February 24, 2014 13:28 ET
LONDON, ENGLAND--(Marketwired - Feb. 24, 2014) - A leading economist at Moody's has suggested that the ECB's stress tests could be catastrophic in nature unless European officials agree to recapitalisation plans should banks fail the examinations.
"A major challenge at the minute is if they identify a bank as needing to be recapitalised and that bank is unable to do it from private sources there's a big question mark over how the public funds will step in," said Moody's economist Zach Witten in an interview with World Finance.
"European officials haven't agreed at the moment for a public back stop and it would be a catastrophe if banks had these capital gaps and they couldn't be filled so basically European officials need to agree some mechanism before the stress test results are released in October."

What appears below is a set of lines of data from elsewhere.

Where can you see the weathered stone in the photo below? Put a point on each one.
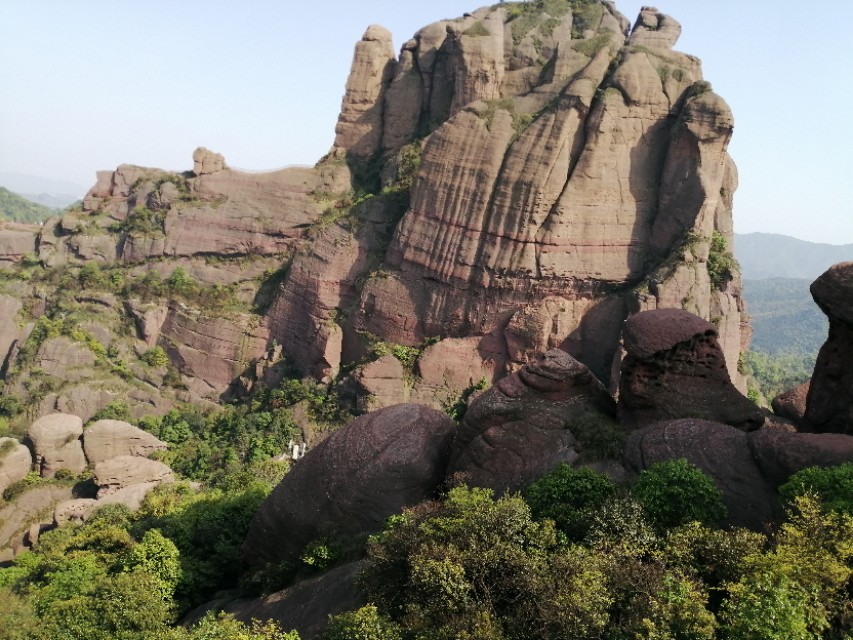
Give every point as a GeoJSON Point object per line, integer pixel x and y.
{"type": "Point", "coordinates": [352, 481]}
{"type": "Point", "coordinates": [780, 453]}
{"type": "Point", "coordinates": [307, 605]}
{"type": "Point", "coordinates": [107, 439]}
{"type": "Point", "coordinates": [359, 128]}
{"type": "Point", "coordinates": [16, 461]}
{"type": "Point", "coordinates": [56, 444]}
{"type": "Point", "coordinates": [520, 428]}
{"type": "Point", "coordinates": [121, 472]}
{"type": "Point", "coordinates": [205, 161]}
{"type": "Point", "coordinates": [829, 407]}
{"type": "Point", "coordinates": [720, 451]}
{"type": "Point", "coordinates": [792, 403]}
{"type": "Point", "coordinates": [674, 368]}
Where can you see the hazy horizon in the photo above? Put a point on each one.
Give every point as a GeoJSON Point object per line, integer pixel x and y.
{"type": "Point", "coordinates": [262, 84]}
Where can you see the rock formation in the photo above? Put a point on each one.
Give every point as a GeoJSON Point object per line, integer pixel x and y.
{"type": "Point", "coordinates": [520, 428]}
{"type": "Point", "coordinates": [107, 439]}
{"type": "Point", "coordinates": [674, 368]}
{"type": "Point", "coordinates": [829, 407]}
{"type": "Point", "coordinates": [350, 483]}
{"type": "Point", "coordinates": [56, 444]}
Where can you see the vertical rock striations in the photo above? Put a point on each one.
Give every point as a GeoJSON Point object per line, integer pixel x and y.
{"type": "Point", "coordinates": [569, 176]}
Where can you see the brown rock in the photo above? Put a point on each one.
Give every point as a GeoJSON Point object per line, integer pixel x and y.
{"type": "Point", "coordinates": [722, 452]}
{"type": "Point", "coordinates": [107, 439]}
{"type": "Point", "coordinates": [674, 368]}
{"type": "Point", "coordinates": [351, 482]}
{"type": "Point", "coordinates": [780, 454]}
{"type": "Point", "coordinates": [520, 428]}
{"type": "Point", "coordinates": [205, 161]}
{"type": "Point", "coordinates": [56, 444]}
{"type": "Point", "coordinates": [307, 605]}
{"type": "Point", "coordinates": [121, 472]}
{"type": "Point", "coordinates": [792, 403]}
{"type": "Point", "coordinates": [16, 461]}
{"type": "Point", "coordinates": [359, 128]}
{"type": "Point", "coordinates": [829, 407]}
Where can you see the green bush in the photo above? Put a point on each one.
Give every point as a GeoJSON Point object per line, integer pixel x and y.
{"type": "Point", "coordinates": [155, 357]}
{"type": "Point", "coordinates": [570, 497]}
{"type": "Point", "coordinates": [833, 486]}
{"type": "Point", "coordinates": [365, 624]}
{"type": "Point", "coordinates": [675, 492]}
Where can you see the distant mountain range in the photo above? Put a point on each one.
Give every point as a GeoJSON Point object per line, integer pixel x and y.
{"type": "Point", "coordinates": [56, 194]}
{"type": "Point", "coordinates": [770, 255]}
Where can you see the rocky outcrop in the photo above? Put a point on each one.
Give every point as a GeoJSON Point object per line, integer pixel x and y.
{"type": "Point", "coordinates": [569, 177]}
{"type": "Point", "coordinates": [520, 428]}
{"type": "Point", "coordinates": [792, 403]}
{"type": "Point", "coordinates": [56, 444]}
{"type": "Point", "coordinates": [120, 473]}
{"type": "Point", "coordinates": [206, 161]}
{"type": "Point", "coordinates": [307, 605]}
{"type": "Point", "coordinates": [107, 439]}
{"type": "Point", "coordinates": [674, 368]}
{"type": "Point", "coordinates": [351, 482]}
{"type": "Point", "coordinates": [16, 461]}
{"type": "Point", "coordinates": [747, 467]}
{"type": "Point", "coordinates": [359, 128]}
{"type": "Point", "coordinates": [829, 407]}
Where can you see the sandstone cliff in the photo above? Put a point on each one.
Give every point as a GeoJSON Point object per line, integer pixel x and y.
{"type": "Point", "coordinates": [519, 179]}
{"type": "Point", "coordinates": [567, 176]}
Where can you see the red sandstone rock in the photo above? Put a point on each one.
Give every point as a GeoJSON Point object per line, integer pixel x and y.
{"type": "Point", "coordinates": [352, 481]}
{"type": "Point", "coordinates": [674, 368]}
{"type": "Point", "coordinates": [520, 428]}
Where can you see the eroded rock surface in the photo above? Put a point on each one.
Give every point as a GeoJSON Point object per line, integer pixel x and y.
{"type": "Point", "coordinates": [829, 407]}
{"type": "Point", "coordinates": [351, 482]}
{"type": "Point", "coordinates": [722, 452]}
{"type": "Point", "coordinates": [521, 427]}
{"type": "Point", "coordinates": [107, 439]}
{"type": "Point", "coordinates": [674, 368]}
{"type": "Point", "coordinates": [56, 444]}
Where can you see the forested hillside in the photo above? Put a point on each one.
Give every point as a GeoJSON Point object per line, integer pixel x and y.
{"type": "Point", "coordinates": [19, 209]}
{"type": "Point", "coordinates": [770, 255]}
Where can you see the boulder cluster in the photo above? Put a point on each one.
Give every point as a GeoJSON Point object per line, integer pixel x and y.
{"type": "Point", "coordinates": [57, 445]}
{"type": "Point", "coordinates": [675, 400]}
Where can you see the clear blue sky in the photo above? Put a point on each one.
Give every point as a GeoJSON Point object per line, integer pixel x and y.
{"type": "Point", "coordinates": [91, 84]}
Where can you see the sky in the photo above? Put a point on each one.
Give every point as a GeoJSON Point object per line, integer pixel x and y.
{"type": "Point", "coordinates": [91, 84]}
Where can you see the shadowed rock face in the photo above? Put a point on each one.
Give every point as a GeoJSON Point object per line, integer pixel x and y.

With confidence in Europe's financial sector struggling to recover, stress tests at this time may highlight a number of banks' risk-favoured liquidity preference, which would have a high chance of failing the ECB's tests and further deter confidence.
Witten adds the rigorous testing will bring more transparency to the sector.
"A good point coming out the ECB's comprehensive assessment is that for the first time the banks will be quantifying what sovereign debt the banks are holding onto their books," said Witten. "So hopefully that will increase confidence into bank lending. The European Central bank is also going to quantify liquid assets and hard to value assets. So that's another positive for the economy."